In early 2009, Smith released a follow-up, Six-Word Memoirs on Love and Heartbreak, containing hundreds of personal stories about romance. Another follow-up was released in late 2009; I Can't Keep My Own Secrets: Six-Word Memoirs by Teens Famous & Obscure dealt with the experiences of teenage life and as such was written by and for teens. The most recent in the series, It All Changed in an Instant: More Six-Word Memoirs by Writers Famous & Obscure, was released in early 2010 and was marketed as the general sequel to Not Quite What I Was Planning.

==Recognition==
- Not Quite What I Was Planning was listed as a New York Times bestseller in 2008 in the "advice, how to and miscellaneous" category.
- In April 2009, The Denver Post listed Six-Word Memoirs on Love and Heartbreak as the 5th bestselling non-fiction paperback in the Denver area according to sales at the Tattered Cover Book Store, Barnes & Noble in Greenwood Village, the Boulder Book Store, and Borders Books in Lone Tree.

==Community impact==
The Six-Word Memoir format has been used as a writing exercise by teachers, with examples ranging from second-grade classrooms to graduate schools; furthermore, HarperCollins created a guide to encourage the format as an instructional tool.
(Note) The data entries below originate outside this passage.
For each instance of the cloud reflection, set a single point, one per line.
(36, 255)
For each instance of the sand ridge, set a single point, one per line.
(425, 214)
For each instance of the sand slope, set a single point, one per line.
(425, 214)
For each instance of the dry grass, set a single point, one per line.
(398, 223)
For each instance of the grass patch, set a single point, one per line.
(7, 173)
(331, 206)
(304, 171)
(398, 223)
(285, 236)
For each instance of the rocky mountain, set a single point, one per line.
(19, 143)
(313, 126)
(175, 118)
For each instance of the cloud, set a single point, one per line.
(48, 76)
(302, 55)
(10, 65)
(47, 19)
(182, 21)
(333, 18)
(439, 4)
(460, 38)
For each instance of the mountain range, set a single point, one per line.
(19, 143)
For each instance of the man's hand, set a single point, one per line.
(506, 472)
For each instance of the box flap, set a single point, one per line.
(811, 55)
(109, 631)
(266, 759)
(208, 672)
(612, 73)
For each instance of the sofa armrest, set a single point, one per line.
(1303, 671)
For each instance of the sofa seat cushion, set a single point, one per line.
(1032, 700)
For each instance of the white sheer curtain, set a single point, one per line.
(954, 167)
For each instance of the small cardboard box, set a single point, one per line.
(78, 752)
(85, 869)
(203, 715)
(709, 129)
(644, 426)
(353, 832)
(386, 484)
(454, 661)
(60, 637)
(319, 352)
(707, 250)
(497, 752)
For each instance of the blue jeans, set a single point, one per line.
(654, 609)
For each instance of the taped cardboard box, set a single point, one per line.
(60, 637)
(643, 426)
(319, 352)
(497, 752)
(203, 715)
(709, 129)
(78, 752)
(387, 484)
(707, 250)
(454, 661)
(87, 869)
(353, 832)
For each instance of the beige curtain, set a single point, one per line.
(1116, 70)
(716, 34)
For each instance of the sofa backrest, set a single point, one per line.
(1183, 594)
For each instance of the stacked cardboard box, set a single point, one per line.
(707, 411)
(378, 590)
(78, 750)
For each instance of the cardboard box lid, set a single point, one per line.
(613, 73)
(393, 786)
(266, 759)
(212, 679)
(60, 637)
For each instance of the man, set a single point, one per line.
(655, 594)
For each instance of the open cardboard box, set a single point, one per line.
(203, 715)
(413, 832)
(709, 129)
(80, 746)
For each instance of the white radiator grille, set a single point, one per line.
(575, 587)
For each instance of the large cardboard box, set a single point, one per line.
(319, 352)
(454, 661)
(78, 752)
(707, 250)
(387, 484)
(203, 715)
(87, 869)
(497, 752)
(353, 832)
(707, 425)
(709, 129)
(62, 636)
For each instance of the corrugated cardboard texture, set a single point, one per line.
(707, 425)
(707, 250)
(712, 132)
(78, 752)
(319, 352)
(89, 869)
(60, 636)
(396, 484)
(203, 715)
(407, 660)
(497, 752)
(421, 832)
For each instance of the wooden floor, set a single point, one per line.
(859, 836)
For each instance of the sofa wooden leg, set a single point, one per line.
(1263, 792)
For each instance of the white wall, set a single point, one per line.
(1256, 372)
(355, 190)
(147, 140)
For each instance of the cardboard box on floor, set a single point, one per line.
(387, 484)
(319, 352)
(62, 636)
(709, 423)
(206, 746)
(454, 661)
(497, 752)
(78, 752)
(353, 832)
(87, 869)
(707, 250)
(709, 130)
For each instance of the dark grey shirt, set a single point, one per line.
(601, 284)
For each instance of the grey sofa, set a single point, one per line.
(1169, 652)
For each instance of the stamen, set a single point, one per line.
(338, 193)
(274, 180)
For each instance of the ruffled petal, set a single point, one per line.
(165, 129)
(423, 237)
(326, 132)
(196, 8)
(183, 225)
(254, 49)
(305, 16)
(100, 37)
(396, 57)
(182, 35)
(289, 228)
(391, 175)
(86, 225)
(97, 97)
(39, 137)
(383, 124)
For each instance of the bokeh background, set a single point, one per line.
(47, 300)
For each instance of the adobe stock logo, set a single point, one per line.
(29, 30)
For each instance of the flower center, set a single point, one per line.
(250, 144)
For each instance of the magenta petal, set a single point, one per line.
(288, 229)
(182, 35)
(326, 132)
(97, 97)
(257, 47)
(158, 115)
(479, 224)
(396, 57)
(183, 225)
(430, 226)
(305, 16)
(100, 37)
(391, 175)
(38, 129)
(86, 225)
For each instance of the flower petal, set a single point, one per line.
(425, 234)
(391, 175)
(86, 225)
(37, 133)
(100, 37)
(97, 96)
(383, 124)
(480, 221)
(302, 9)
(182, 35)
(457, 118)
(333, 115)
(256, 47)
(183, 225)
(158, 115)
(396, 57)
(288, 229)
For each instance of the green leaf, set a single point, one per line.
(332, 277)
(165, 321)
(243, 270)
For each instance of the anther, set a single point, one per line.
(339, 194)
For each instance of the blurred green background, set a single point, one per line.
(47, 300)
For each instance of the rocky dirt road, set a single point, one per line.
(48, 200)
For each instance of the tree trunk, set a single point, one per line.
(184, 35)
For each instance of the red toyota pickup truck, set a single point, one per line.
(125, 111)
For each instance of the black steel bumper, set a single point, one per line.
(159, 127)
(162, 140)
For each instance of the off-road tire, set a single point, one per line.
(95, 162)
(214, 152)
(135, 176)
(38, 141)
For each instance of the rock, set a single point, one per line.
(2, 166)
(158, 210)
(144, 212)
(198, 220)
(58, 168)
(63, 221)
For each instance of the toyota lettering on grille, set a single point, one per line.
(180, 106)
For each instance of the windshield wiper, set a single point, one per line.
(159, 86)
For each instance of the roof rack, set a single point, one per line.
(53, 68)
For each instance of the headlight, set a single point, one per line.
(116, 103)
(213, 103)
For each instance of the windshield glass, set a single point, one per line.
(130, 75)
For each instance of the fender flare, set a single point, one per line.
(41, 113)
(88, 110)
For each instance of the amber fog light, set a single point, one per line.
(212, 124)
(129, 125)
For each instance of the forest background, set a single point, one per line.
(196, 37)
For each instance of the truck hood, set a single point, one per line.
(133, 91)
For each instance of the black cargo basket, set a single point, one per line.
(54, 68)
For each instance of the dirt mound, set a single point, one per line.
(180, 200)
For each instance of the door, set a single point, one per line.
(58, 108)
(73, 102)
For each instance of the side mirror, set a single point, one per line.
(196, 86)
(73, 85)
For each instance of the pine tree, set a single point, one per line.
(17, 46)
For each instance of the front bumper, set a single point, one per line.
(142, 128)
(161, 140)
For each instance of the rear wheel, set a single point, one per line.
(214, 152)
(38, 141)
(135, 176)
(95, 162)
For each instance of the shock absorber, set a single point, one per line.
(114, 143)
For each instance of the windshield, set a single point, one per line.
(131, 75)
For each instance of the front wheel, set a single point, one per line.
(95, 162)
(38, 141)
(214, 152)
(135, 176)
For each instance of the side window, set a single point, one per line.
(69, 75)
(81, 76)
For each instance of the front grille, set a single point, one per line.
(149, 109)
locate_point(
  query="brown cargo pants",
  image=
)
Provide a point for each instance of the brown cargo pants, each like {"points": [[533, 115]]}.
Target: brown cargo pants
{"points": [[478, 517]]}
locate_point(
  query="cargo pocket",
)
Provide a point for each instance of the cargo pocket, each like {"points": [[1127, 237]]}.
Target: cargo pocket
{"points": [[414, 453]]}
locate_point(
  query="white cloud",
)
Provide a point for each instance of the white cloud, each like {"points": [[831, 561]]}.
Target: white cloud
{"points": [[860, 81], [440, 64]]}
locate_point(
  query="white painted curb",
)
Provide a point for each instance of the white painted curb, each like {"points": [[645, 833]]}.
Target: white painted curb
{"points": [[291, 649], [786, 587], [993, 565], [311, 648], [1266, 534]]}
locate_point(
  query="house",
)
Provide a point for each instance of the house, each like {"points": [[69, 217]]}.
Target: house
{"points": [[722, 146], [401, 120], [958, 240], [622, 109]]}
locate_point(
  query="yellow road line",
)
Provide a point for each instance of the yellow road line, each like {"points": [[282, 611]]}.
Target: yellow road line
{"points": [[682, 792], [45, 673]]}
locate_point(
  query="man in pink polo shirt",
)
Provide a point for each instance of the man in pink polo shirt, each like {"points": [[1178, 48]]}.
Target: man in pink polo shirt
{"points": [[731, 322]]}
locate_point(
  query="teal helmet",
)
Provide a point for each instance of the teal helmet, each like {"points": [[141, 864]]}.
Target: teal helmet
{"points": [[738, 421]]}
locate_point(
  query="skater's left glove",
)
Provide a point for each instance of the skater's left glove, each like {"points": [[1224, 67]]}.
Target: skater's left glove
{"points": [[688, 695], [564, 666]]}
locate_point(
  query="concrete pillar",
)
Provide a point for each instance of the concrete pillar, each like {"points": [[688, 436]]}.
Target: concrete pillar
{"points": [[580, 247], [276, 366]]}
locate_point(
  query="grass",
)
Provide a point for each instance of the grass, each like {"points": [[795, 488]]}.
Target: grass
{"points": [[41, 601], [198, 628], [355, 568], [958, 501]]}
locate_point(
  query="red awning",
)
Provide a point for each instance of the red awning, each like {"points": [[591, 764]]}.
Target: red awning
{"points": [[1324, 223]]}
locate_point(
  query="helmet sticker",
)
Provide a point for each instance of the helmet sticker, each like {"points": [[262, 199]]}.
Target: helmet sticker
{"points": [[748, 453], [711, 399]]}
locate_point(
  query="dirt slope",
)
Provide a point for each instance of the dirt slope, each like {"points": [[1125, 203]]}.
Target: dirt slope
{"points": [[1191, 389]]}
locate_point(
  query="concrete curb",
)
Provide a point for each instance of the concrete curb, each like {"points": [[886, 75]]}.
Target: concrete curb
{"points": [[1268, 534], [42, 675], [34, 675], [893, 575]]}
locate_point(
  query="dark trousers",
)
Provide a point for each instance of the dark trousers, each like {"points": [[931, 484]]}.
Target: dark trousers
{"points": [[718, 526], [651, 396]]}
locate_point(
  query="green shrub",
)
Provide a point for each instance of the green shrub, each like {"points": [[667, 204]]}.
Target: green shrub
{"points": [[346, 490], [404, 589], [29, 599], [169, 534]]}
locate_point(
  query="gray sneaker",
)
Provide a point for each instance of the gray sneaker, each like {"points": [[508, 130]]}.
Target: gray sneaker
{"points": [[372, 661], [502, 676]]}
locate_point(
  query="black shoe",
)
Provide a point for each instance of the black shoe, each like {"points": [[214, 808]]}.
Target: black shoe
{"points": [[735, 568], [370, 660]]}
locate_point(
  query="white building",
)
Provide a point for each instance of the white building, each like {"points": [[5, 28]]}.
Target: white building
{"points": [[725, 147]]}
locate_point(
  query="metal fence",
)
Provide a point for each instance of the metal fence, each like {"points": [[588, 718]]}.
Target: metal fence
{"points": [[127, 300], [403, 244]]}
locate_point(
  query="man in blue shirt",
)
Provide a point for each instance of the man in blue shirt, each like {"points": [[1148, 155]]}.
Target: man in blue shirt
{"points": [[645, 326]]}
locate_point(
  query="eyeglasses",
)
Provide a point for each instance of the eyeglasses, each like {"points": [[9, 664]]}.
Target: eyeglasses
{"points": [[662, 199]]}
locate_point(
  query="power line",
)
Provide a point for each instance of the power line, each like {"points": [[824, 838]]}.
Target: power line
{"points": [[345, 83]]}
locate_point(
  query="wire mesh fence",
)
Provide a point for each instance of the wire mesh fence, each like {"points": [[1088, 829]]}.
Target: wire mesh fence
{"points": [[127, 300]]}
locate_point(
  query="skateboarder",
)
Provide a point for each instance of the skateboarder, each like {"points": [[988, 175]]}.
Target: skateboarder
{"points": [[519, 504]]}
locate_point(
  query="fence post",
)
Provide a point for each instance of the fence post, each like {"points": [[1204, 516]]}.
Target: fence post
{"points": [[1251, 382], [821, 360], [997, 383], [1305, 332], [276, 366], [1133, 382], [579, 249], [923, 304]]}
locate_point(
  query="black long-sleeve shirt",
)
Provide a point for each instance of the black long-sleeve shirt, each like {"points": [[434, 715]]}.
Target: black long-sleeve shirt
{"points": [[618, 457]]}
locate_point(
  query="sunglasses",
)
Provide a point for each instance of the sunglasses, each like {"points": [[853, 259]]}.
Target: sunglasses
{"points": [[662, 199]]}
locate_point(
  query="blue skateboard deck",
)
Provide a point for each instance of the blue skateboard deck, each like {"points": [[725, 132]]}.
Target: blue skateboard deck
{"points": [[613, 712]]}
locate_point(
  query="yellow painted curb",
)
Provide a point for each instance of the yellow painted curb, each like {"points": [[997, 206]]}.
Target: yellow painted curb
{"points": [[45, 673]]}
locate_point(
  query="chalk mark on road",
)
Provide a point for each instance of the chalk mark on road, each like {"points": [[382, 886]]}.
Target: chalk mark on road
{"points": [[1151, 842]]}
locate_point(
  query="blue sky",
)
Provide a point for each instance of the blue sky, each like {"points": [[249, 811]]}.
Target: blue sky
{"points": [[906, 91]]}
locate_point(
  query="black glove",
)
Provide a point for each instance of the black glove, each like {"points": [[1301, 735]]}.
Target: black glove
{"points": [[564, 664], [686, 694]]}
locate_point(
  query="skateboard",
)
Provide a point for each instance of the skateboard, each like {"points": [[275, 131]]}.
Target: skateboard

Six-Word Memoirs have seen use in hospital wards, appeared in a eulogy, and suggested as a form of prayer by a preacher in North Carolina. Six-Word Memoir videos from individuals ranging from teenager Micah Gray to bestselling author Daniel Handler have been posted to YouTube. 6 Words Minneapolis, a public art project, employed the format to build community and empathy among citizens of Minneapolis.